Posted by: Bill Pearlman
Published on December 1st, 2011 @ 12:52:00 pm , using 299 words
Category: Poetry

 

 

                     EIGHTY
                                            
                                         (For Stanley Keleman)

 

 

Time has stamped


each page done or turn or next


and yet these can be read


backwards, letters running on, spaces


removed, the punctuation


erased: scrolls, say, like the Talmud


opened and recited, the man-still-a-boy


following the words, fingering


the truths, looking out a window,

 

dreaming of escape. They come


upon us again; the dead


in their stubbornness, clinging.

 

They wear the old robes of magic, of myth,


changing shapes, exchanging masks,


tip-toeing at dusk through an open


door we had closed. We have come


this far, have so much further


to go, tight-roping above

 

the abyss, crossing the fields,


breaking new ground.

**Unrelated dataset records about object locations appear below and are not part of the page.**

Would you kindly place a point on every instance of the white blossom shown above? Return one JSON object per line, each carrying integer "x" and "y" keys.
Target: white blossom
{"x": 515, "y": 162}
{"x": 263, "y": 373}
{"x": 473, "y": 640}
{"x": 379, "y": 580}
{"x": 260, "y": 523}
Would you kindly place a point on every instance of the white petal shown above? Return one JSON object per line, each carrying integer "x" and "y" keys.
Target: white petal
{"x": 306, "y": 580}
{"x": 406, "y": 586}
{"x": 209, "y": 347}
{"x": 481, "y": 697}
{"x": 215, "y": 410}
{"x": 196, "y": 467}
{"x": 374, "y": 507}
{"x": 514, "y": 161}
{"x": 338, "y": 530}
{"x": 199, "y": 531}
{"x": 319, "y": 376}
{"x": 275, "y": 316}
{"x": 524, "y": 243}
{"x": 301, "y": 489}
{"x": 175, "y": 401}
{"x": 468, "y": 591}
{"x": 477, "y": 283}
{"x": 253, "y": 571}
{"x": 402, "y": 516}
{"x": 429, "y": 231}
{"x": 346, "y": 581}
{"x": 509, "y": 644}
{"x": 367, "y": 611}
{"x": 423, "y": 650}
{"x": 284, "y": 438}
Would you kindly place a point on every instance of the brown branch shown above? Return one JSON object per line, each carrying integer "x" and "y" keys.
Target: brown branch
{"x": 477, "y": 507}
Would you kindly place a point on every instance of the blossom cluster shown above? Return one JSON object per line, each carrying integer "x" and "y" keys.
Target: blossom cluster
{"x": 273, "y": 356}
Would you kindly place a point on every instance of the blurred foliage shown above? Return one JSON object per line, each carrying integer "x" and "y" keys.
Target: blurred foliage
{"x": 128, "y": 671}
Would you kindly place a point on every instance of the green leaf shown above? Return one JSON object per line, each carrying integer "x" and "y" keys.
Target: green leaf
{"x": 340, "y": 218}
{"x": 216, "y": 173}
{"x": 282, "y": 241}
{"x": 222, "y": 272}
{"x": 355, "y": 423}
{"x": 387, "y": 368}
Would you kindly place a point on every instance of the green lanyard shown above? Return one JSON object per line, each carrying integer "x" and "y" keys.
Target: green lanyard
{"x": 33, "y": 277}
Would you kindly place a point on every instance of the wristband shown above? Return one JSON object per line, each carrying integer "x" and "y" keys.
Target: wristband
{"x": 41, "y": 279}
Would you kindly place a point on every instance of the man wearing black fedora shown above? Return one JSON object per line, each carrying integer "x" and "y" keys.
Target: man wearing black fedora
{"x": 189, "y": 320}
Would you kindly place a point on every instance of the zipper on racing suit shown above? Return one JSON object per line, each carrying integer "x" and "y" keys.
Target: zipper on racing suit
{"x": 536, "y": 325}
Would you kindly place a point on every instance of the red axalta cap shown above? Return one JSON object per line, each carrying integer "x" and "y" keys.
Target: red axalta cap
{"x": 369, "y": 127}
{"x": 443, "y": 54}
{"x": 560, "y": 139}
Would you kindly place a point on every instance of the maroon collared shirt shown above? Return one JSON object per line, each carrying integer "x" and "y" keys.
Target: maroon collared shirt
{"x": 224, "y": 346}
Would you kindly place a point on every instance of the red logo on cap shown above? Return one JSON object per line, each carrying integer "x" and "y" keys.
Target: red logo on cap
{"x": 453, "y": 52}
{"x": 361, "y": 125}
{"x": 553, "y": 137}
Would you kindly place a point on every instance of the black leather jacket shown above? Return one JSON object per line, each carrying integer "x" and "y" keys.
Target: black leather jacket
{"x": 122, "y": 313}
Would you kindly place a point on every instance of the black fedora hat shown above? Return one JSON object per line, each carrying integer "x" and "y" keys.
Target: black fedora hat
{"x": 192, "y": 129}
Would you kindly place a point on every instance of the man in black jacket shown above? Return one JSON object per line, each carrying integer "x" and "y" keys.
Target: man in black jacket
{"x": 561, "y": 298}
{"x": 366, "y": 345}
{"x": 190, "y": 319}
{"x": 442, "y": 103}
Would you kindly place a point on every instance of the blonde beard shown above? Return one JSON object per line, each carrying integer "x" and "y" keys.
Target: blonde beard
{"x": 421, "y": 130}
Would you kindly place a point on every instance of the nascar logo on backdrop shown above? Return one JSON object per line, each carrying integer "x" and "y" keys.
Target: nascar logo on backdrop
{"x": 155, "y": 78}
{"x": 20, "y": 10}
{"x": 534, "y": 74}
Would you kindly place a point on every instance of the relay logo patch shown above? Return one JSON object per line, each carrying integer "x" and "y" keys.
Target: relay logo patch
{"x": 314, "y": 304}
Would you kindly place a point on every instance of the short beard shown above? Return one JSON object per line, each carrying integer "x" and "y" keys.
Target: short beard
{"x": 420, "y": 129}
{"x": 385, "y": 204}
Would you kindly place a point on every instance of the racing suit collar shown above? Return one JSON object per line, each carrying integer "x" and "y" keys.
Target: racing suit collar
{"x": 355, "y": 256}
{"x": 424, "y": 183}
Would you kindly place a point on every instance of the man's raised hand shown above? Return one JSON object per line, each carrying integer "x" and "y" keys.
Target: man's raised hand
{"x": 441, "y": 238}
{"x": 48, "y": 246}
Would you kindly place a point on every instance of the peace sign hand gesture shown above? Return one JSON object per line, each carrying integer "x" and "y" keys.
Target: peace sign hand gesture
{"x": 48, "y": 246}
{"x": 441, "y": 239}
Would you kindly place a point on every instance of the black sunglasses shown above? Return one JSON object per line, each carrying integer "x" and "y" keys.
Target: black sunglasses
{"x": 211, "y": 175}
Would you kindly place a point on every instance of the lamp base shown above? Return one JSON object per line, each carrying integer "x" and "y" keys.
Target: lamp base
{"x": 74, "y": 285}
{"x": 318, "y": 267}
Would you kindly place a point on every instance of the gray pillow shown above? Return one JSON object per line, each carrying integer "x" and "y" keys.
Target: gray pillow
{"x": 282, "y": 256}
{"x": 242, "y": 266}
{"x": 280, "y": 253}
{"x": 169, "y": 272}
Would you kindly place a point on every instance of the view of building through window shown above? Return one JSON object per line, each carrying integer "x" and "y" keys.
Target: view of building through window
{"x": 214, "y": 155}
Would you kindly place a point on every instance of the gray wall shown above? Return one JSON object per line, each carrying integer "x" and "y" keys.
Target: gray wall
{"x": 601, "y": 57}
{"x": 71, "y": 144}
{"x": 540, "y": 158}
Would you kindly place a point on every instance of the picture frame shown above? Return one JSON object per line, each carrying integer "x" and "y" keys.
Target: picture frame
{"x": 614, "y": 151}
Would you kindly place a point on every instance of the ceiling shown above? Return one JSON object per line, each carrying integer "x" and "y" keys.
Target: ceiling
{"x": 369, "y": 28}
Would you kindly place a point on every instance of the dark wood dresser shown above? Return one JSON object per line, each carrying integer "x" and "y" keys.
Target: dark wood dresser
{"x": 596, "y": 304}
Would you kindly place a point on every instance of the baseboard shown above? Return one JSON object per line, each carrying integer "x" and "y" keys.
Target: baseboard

The cave


releases its animals, etched, empty-skinned,


on the walls, the brightness of day

 

reduced to a flame. Sunlight in Brooklyn,


as I remember it, had no room

 

for shadows, blinded us, playing


our games, sewer to sewer,


looking up at the sky, ready

for whatever it held , filling


the apartment I emptied out


after my parents died, brimming


with nothingness, almost

a void. The meanings escape,


climbing the bars, running on all fours,


leaping fences, soaring beyond houses,

 

becoming, as I look out my window,


hummingbirds, butterflies, leaves


breaking branch-free in the garden.


Oh, Brooklyn seems so far away:


rings in a tree, lines on a face,


my grandfather bent over his books

 

hunting for God, seeking a future,


lost in the past. Time does it,


dances, as they say, rings around us,


dizzies us, pinning tails on a donkey,


bundled up, leaving the party,


waving: goodnight, little girls...


Eighty! Watch, Stanley, how the years


run forward and back, circle around,


creating a world without end, a pink


ball as it bounces over the shingles,

 

suddenly present, only a memory,

 

hit by a boy with a stick, long ago.